A couple of weeks ago I was discussing Kanban with one of the managers at the client I work for. He was curious about the method and wanted to learn more about it. Having talked about the power of making work visible and limiting work in progress, I argued that perhaps the single most important aspect of Kanban is its ability to drive evolutionary change: One small change will leave the way open for other changes. The response I got was that it sounded like too much of a sales pitch. He wanted to know if I had any experience from projects where this had happened. Fortunately I had…
I have previously blogged about how we introduced Kanban in the post From Scrum to Kanban. In this project several interesting things happened. It was the first project where we tried to apply Kanban practices. Having huge respect on the impact change make on people, we were very careful with making only a few changes. And we took great care in explaining why we thought applying these changes were a good idea. Ultimately, you want the team to pull a change into the process instead of pushing a change on the team. Initially we implemented two changes:
- We visualized our development process as it was on a physical card board using index cards and post-it notes (we had a task board already in the project, so this was a minor change)
- We limited work in progress
Everything else remained unchanged. There were no new roles or no extra planning. Nor were there any new tools to learn. The team could therefore proceed with their work without needing any special training. I believe this was highly appreciated amongst the members in the team.
Limiting WIP will get your change process started
Once we had visualized the value stream and started to limit work in progress, interesting things started happening. The first couple of days we experienced good flow and we managed to move things from the ready queue through development and into system test. After a while though, we experienced that work started to pile up in the system test phase. Since we were at capacity in upstream processes, we were unable to start new work. If we were to respect the WIP limits we had no other choice than to resolve the block in system test. We did so by having more resources do testing.
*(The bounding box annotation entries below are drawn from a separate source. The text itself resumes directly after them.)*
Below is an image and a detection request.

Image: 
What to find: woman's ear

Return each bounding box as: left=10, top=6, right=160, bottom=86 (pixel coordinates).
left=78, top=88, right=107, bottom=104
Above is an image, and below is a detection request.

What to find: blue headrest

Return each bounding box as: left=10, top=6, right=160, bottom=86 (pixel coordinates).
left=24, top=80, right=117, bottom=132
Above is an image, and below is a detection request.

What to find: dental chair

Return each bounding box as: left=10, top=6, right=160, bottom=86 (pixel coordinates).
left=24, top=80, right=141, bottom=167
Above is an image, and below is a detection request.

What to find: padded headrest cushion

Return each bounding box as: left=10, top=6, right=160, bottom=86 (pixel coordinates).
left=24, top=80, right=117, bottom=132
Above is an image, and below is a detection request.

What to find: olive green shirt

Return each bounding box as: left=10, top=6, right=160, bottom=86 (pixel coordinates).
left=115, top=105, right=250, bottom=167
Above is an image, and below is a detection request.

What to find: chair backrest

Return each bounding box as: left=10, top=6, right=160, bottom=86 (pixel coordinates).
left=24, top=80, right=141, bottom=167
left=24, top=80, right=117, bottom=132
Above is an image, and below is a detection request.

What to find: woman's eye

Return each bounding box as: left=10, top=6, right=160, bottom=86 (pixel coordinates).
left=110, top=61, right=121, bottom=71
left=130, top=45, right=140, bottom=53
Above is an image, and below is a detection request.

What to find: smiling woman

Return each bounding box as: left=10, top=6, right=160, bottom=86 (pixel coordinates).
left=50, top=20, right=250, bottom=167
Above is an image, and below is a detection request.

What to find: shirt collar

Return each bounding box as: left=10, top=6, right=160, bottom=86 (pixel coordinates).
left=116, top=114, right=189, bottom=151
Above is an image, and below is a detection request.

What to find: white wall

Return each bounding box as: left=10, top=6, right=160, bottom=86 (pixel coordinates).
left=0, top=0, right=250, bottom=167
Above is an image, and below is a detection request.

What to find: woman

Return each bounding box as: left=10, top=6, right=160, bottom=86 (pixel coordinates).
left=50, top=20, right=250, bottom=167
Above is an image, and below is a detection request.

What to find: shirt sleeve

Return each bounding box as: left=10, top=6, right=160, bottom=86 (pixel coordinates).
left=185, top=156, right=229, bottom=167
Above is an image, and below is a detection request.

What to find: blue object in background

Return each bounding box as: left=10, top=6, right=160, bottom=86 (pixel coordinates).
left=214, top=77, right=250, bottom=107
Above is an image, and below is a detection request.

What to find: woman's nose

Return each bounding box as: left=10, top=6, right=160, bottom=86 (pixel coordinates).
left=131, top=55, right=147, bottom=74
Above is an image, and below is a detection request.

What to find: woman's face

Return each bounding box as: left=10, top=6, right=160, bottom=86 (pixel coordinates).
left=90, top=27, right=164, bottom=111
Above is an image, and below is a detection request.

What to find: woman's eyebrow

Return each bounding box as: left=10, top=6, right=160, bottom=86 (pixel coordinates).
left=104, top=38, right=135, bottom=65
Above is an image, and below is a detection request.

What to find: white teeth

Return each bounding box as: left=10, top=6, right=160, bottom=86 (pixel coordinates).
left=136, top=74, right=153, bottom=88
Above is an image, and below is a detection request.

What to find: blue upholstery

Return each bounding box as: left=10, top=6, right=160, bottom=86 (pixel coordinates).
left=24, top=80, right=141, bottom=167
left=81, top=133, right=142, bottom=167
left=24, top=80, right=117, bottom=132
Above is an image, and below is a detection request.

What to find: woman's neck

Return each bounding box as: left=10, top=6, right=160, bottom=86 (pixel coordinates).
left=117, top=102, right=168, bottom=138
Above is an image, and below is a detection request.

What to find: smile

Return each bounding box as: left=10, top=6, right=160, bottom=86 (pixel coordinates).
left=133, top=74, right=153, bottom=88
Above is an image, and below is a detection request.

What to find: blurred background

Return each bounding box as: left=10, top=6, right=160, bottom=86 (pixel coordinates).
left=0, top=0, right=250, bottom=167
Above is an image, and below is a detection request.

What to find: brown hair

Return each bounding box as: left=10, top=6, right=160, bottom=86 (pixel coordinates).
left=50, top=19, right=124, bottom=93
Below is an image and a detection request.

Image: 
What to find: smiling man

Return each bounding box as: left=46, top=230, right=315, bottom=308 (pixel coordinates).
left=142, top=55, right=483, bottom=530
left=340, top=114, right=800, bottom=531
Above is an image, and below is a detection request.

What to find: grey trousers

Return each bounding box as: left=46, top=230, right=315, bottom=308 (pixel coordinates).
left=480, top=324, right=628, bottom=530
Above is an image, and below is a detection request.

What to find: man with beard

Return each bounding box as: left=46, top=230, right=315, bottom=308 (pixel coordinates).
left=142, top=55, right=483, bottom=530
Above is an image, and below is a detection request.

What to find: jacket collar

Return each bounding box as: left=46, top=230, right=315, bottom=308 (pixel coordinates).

Having solved the problem in system test (at least for the time being) we proceeded with development as before. A couple of days later we found ourselves pretty much in the same situation. This time around, after having reestablished flow, we wanted to investigate the reason behind this behaviour. One of them was with the way we planned our work:
All team members in the project (3 developers, 1 tester, 1 BA and 1 PM) had previously been doing projects using Scrum and were used to detailed sprint planning with detailed technical tasks and estimates as the expected outcome.
It turned out that we were still planning work into technical tasks and that we were tracking these on our board. The problem we now saw, with WIP limits and having system test as part of our process, was that these tasks just weren’t testable from a testers perspective. So we sat down to discuss the matter and after a really good discussion, we ended up on agreeing that all “tasks” or “features” needed to earn their place on the board by being truly testable. We found that the easiest way to achieve this was if we managed to focus our tasks around business value. (We referred to these as tasks rather than stories, but looking back at it we were really creating small stories)
One change often leads to another…
Interestingly enough, this change led us into questioning the way we did our planning. Discussions in planning meetings were quite often focused around technical details. We agreed that these technical discussions did not provide any value. On the contrary, these discussions would often make us drift away from the really important stuff: Understanding which product to build. We decided to make an effort not to go into too much technical details in our discussions and instead focus on the actual requirements.
The result was an improved planning process. Not only did we manage to cut the time spent on planning to about 50 %, the common understanding was also that the outcome of the planning had improved. In our daily work it led to an improved flow of work through our process, all the way from the input queue, through development, system test and to the done queue.
Small incremental changes proved to be a successful recipe
The project turned out to be a success. It was delivered on time, at cost and with high quality. Team members were happy. In fact, during the project retrospective meeting several members of the team told that this was one of the best projects they had ever been on. I think one of the main reason behind the project success was the teams’ ability to do small positive changes helped by the incredibly powerful technique of limiting work in progress.